Trouver la représentation de Baba-san n’a pas été simple. Comment représenter un esprit ? Son allure finale est inspirée de la forme du manteau d’Ashitaka, le héros dans Princesse Mononoké.
Pensez-vous que les Japonais sont plus sensibles aux défis écologiques d’aujourd’hui ?
Il existe deux réponses à cette question. Par leur religion et la localisation de leur archipel en zone sismique, les Japonais respectent et se soumettent à une nature puissante. Pourtant, ils sont de grands utilisateurs de plastique et d’emballages de tout genre. Ils émettent une grande quantité de déchets. Ce sont de grands pollueurs.
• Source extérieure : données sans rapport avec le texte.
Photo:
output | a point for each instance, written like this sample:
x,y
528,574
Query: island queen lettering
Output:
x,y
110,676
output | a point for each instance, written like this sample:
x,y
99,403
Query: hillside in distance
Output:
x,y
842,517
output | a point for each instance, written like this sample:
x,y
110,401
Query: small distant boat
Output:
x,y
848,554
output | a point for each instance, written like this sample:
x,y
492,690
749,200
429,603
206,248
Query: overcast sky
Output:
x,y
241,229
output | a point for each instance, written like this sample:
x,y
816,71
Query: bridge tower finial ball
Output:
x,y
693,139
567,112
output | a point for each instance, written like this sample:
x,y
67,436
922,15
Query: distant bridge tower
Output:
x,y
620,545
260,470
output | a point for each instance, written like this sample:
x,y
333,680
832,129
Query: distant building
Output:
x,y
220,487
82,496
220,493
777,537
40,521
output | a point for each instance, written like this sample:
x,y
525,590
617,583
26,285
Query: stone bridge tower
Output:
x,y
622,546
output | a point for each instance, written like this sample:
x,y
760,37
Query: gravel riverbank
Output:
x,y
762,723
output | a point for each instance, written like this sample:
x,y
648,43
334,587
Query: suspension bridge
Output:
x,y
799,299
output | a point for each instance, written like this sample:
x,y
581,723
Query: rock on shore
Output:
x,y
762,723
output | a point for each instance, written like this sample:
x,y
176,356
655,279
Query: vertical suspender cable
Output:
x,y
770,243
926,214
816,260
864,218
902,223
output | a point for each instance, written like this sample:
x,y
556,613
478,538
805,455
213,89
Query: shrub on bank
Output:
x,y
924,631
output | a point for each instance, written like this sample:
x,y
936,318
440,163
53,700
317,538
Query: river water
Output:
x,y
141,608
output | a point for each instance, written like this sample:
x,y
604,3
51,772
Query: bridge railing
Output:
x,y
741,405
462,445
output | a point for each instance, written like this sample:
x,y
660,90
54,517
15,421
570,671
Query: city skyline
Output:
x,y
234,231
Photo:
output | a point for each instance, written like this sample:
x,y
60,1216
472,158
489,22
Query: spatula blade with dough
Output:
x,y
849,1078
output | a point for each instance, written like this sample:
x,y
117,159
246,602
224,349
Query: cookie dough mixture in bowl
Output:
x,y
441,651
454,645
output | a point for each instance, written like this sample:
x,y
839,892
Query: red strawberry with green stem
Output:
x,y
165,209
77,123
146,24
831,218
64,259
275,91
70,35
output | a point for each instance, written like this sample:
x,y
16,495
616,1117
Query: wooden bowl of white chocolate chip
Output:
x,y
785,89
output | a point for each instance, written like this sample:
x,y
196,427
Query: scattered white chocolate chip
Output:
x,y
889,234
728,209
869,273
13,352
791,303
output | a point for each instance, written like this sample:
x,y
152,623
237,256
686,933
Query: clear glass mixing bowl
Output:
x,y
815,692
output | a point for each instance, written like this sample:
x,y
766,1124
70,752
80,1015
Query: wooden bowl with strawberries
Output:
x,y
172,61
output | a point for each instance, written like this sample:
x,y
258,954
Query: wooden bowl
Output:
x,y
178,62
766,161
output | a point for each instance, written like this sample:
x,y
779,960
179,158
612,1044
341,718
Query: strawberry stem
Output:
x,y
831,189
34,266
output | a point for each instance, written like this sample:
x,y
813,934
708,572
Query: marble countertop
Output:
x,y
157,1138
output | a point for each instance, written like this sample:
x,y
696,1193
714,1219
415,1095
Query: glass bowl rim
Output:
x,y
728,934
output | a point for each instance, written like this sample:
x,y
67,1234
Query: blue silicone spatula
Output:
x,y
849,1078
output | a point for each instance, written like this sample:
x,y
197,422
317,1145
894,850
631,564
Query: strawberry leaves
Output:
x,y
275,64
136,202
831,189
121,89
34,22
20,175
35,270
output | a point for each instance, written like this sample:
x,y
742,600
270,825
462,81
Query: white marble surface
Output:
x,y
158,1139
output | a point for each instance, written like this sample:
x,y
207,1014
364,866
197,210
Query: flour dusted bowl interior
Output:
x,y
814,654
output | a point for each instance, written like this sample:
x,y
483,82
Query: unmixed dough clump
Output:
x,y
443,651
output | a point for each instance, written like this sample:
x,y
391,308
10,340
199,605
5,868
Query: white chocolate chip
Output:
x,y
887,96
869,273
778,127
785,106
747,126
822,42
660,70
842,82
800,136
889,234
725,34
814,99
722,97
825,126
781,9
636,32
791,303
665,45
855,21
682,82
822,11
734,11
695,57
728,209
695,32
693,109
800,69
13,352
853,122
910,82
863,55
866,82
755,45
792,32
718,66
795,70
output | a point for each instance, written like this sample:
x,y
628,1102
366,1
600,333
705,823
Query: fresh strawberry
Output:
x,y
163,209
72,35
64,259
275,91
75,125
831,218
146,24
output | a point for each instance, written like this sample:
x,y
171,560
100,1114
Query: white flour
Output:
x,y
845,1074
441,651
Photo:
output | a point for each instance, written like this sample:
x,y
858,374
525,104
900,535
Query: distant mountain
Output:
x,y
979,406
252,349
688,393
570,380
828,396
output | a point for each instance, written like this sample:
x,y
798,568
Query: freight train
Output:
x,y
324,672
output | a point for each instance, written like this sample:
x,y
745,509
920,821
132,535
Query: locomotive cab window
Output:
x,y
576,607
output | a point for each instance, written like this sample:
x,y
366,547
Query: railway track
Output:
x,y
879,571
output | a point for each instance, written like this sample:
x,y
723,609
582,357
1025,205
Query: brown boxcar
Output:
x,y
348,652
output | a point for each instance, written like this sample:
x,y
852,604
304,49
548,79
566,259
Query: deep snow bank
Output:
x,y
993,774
Quels sont vos prochains projets ?
Je viens de terminer un livre d’anticipation pour les adolescents et les adultes. Métacités paraitra en octobre 2021 chez IGB éditions.
Vous êtes professeur d’histoire-géographie. Y a-t-il une relation entre vos deux activités ?
Je suis chargée de mission pour la DAAC de l’académie de Nice, afin de piloter des projets, notamment par des ateliers d’écriture. J’anime aussi des ateliers créatifs d’origamis pour les primaires mais aussi dans le secondaire.
Propos recueillis le 20 avril 2021 par Christine Valdois, rédactrice pour la Cliothèque et l’association des Clionautes.